Because integrated oil and gas companies are involved in so many aspects of the fossil fuel industry, often their underline can be opposite to intuition. For example, during the increase in crude oil prices, integrated oil and gas companies may have lower profit margins than unintegrated rivals as a result of having a greater downstream ability than upstream capability.

The idea of ​​integrated oil and gas companies can be suspended back to those who start everything, Standard Oil. J.D. Rockefeller’s Oil Company. Standard oil began in 1870 and was split in 1911 due to the Antimonopoly Law. Some of the largest integrated companies are currently derived from Standard Oil divisions, such as ExxonMobil, BP, and Chevron.

Oil and Gas Operation

Oil and gas operations are categorized into upstream, midstream, and downstream activities. Upstream activity involves the exploration and production of oil and gas, midstream activity focuses on transportation and storage of oil and gas, and downstream activities are related to the improvement and marketing of oil and gas.

This seemingly different business activity naturally requires special resources and is dedicated to managed, and there are many downstream oil and gas operators that stand alone, midstream, and downstream. However, oil and gas companies integrated with upstream and downstream operations are significant strengths in the oil and gas industry.

J.D. Rockefeller who believes in full integration because he believes it eliminates inefficiency in business operations. It’s better to do everything yourself than having to rely on other businesses and their operating methods. After the inefficiency is deleted, it will allow it to offer the lowest possible price for the product.

Integrated company vs. independent company

Independent oil and gas companies are those that are not integrated and only focus on one segment of the oil and gas industry. There are pros and cons to become an integrated or independent company. With vertical integrated operations, integrated oil and gas companies are directly related to the energy market and can obtain certain market intelligence. This, in turn, helps him manage oil and gas production better based on changes in market demands. Integrated oil and gas companies can be difficult to judge when various types of production and operations are all united, which leads to the potential for lower market assessments.

Independent oil and gas companies with only one type of operation bring a sharper focus on its business activities, such as eliminating the allocation of competitive resources among different businesses. But the lack of reward profit between upstream and downstream operations can be a challenge for independent oil and gas companies in unfavorable market conditions.

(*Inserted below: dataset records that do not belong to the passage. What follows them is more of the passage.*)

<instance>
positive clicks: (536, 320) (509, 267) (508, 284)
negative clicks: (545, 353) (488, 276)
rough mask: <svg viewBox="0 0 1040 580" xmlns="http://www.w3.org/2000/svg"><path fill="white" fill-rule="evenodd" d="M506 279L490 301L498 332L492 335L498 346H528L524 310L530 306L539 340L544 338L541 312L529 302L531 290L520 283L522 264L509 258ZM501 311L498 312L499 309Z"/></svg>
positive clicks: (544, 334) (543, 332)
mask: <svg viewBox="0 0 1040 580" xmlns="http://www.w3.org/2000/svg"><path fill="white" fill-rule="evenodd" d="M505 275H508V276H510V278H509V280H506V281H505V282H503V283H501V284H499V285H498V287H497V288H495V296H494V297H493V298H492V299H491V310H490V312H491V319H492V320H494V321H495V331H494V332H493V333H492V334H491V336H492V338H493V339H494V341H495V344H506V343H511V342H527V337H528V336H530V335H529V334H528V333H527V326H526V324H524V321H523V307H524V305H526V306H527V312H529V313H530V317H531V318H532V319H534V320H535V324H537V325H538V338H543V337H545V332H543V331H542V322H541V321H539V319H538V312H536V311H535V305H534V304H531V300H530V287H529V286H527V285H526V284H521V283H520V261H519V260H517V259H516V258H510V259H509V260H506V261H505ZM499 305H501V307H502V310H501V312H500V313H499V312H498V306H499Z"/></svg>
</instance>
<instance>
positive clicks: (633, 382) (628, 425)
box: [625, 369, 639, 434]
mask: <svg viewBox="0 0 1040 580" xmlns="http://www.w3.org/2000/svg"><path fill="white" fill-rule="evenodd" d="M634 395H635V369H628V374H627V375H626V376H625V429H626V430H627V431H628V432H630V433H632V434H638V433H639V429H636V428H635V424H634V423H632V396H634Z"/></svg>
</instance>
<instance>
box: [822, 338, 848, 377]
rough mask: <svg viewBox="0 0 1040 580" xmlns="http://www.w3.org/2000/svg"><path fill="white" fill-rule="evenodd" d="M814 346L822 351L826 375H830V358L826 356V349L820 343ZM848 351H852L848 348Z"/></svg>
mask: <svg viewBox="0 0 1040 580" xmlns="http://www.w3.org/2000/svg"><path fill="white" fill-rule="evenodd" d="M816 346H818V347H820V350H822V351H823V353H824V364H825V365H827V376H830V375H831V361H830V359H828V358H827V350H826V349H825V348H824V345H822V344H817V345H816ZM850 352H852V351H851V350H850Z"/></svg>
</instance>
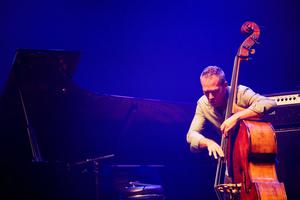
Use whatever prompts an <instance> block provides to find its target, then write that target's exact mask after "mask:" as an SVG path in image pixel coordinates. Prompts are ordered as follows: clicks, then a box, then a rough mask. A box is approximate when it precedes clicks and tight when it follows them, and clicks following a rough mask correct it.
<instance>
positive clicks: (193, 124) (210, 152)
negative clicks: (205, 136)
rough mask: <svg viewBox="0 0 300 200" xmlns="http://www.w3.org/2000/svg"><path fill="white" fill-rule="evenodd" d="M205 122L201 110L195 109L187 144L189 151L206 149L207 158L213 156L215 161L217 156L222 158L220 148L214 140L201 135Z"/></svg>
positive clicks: (218, 145) (193, 150)
mask: <svg viewBox="0 0 300 200" xmlns="http://www.w3.org/2000/svg"><path fill="white" fill-rule="evenodd" d="M205 120H206V119H205V117H204V116H203V113H202V111H201V109H200V108H199V107H197V109H196V113H195V115H194V118H193V120H192V123H191V125H190V128H189V131H188V133H187V142H188V143H189V144H190V149H191V151H192V152H199V150H200V149H203V148H207V150H208V153H209V156H211V155H214V157H215V159H217V158H218V156H220V157H224V153H223V151H222V148H221V147H220V146H219V145H218V144H217V143H216V142H215V141H214V140H211V139H209V138H206V137H205V136H204V135H202V134H201V131H202V129H203V126H204V123H205Z"/></svg>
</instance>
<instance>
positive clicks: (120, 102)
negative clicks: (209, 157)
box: [1, 49, 194, 164]
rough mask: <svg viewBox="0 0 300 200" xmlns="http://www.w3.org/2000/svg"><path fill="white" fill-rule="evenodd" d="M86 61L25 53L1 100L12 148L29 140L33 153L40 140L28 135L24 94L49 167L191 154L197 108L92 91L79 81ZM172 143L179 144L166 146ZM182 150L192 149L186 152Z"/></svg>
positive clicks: (29, 116)
mask: <svg viewBox="0 0 300 200" xmlns="http://www.w3.org/2000/svg"><path fill="white" fill-rule="evenodd" d="M79 58H80V53H79V52H77V51H63V50H27V49H19V50H17V52H16V57H15V60H14V64H13V69H12V71H11V74H10V77H9V81H8V84H7V87H6V90H5V92H4V94H3V95H2V97H1V119H3V120H1V121H2V123H3V127H4V130H5V131H4V132H5V134H6V135H7V136H8V137H10V138H11V140H10V142H13V143H14V142H15V141H16V140H20V138H22V140H26V142H24V145H23V146H26V144H27V146H26V149H27V154H28V152H30V145H29V143H30V142H32V141H30V142H28V136H27V134H26V122H25V119H24V109H22V105H21V103H20V94H19V93H18V88H19V89H20V91H21V94H22V97H23V101H24V106H25V108H26V114H27V116H28V119H29V121H30V126H31V127H32V129H34V132H35V133H36V141H37V143H38V146H39V148H40V150H41V155H42V157H43V158H44V159H46V160H61V161H78V160H83V159H84V158H87V157H88V158H93V157H97V156H103V155H107V154H115V155H116V156H115V159H120V160H121V159H123V160H127V161H128V160H132V161H133V162H134V161H137V163H139V164H140V163H142V162H143V161H146V162H150V163H155V162H156V161H158V162H160V161H162V160H164V159H166V158H171V157H172V156H170V153H174V152H176V151H178V149H186V151H188V147H187V144H186V142H185V134H186V131H187V128H188V126H189V123H190V120H191V119H192V116H193V113H194V105H191V104H186V103H178V102H167V101H161V100H153V99H141V98H134V97H124V96H116V95H99V94H95V93H93V92H90V91H88V90H86V89H83V88H81V87H79V86H78V85H77V84H76V83H74V82H73V80H72V75H73V74H74V72H75V69H76V66H77V64H78V63H79ZM16 124H17V126H16ZM24 130H25V131H24ZM12 135H15V136H14V137H12ZM170 138H171V140H170ZM166 142H171V143H173V144H169V145H167V146H166ZM8 143H9V142H8ZM8 143H6V145H4V146H3V148H4V149H5V148H6V149H10V150H9V151H11V152H15V154H18V151H22V150H20V148H21V147H19V146H18V144H16V143H15V146H11V145H8ZM25 143H26V144H25ZM178 143H180V145H184V146H183V147H181V148H179V146H180V145H178ZM153 146H155V148H153ZM15 147H16V148H15ZM22 148H23V147H22ZM31 151H32V150H31ZM158 152H160V153H158ZM163 157H164V158H163ZM174 157H177V156H176V155H174ZM135 163H136V162H135Z"/></svg>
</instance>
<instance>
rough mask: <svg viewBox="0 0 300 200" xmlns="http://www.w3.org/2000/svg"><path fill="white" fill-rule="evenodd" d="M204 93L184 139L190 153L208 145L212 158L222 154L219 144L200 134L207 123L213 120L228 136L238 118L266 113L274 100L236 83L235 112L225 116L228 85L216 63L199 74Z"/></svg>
mask: <svg viewBox="0 0 300 200" xmlns="http://www.w3.org/2000/svg"><path fill="white" fill-rule="evenodd" d="M200 82H201V85H202V90H203V93H204V95H203V96H202V97H201V98H200V99H199V100H198V102H197V108H196V112H195V115H194V118H193V120H192V123H191V125H190V128H189V131H188V133H187V142H188V143H189V144H190V148H191V151H192V152H197V151H199V150H200V149H202V148H207V149H208V152H209V155H210V156H211V155H213V156H214V157H215V159H217V158H218V157H219V156H220V157H224V152H223V151H222V149H221V147H220V146H219V145H218V144H217V143H216V142H215V141H214V140H212V139H210V138H207V137H205V136H204V135H203V134H202V133H203V130H204V127H205V124H206V122H210V123H212V124H213V125H214V126H215V127H216V128H217V129H218V130H219V132H220V133H221V134H225V136H226V135H228V134H229V132H230V130H231V129H232V128H233V127H234V126H235V125H236V124H237V122H238V121H239V120H242V119H248V118H257V117H261V116H262V115H264V114H266V113H267V112H269V111H270V110H271V109H272V108H273V107H275V106H276V102H275V101H273V100H271V99H268V98H266V97H264V96H261V95H259V94H257V93H255V92H253V91H252V90H251V89H250V88H248V87H246V86H242V85H240V86H238V91H237V104H235V105H234V106H233V110H234V114H233V115H232V116H231V117H229V118H228V119H226V120H225V121H224V119H225V112H226V106H227V99H228V94H229V89H230V87H229V86H228V83H227V81H226V79H225V74H224V72H223V70H222V69H221V68H219V67H217V66H208V67H206V68H205V69H204V70H203V72H202V73H201V76H200Z"/></svg>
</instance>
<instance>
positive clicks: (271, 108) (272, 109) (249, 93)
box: [237, 85, 276, 115]
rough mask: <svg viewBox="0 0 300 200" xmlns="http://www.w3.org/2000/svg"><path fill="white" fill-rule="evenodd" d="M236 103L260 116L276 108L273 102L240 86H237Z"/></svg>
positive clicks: (259, 94)
mask: <svg viewBox="0 0 300 200" xmlns="http://www.w3.org/2000/svg"><path fill="white" fill-rule="evenodd" d="M237 103H238V105H239V106H242V107H244V108H248V109H250V110H252V111H254V112H256V113H258V114H260V115H264V114H267V113H269V112H271V111H272V110H273V109H274V108H275V106H276V102H275V101H274V100H272V99H269V98H267V97H265V96H262V95H260V94H258V93H255V92H254V91H253V90H251V89H250V88H248V87H246V86H242V85H240V86H239V90H238V102H237Z"/></svg>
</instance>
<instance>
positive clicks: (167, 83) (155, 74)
mask: <svg viewBox="0 0 300 200" xmlns="http://www.w3.org/2000/svg"><path fill="white" fill-rule="evenodd" d="M298 8H299V7H298V5H296V4H295V5H294V3H292V1H286V0H285V1H284V0H280V1H276V2H274V1H271V0H267V1H258V0H254V1H251V2H248V3H246V2H245V1H239V2H232V1H139V0H137V1H117V0H104V1H103V0H102V1H95V0H89V1H58V0H51V1H38V0H28V1H18V0H4V1H1V6H0V13H1V18H0V27H1V31H0V81H1V82H0V85H1V88H3V85H4V83H5V81H6V79H7V76H8V73H9V70H10V68H11V62H12V60H13V56H14V52H15V49H16V48H31V49H32V48H33V49H66V50H79V51H81V53H82V57H81V63H80V65H79V66H78V68H77V71H76V74H75V77H74V81H76V82H77V83H78V84H79V85H80V86H81V87H83V88H85V89H87V90H90V91H93V92H98V93H100V94H117V95H126V96H134V97H143V98H154V99H165V100H171V101H185V102H195V101H196V100H197V98H198V97H199V95H201V90H200V85H199V80H198V76H199V73H200V72H201V70H202V69H203V67H205V66H207V65H220V66H221V67H223V68H224V70H225V72H226V73H227V77H228V79H230V76H231V69H232V65H233V59H234V56H235V53H236V51H237V49H238V47H239V45H240V44H241V42H242V41H243V40H244V39H245V37H244V36H243V35H242V34H241V33H240V26H241V25H242V24H243V23H244V22H245V21H247V20H251V21H255V22H256V23H257V24H258V25H259V26H260V27H261V38H260V44H259V45H256V52H257V53H256V54H255V55H254V56H253V59H252V60H251V61H250V62H249V63H247V64H244V65H242V66H241V72H240V74H241V75H240V83H242V84H245V85H248V86H250V87H252V88H253V89H254V90H256V91H257V92H260V93H263V94H269V93H274V92H283V91H291V90H296V89H299V85H300V80H299V78H298V74H299V64H298V63H299V60H298V59H297V58H298V46H299V43H300V41H299V37H298V31H299V27H300V25H299V21H298V18H299V16H298V15H299V14H297V10H298Z"/></svg>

Profitability Diversification

An independent oil and gas company may thrive or wither on the rise or fall of oil and gas prices, while an integrated oil and gas company often has less concern about price volatility. Balanced by its upstream and downstream operations, the business of an integrated oil and gas company can essentially hedge its profits against market downturns.

For example, when crude oil production experiences diminished profitability from declining oil prices, refining operations at an integrated oil and gas company would likely see expanded profit margins because of the lower input costs, ensuring a certain level of locked-in profits.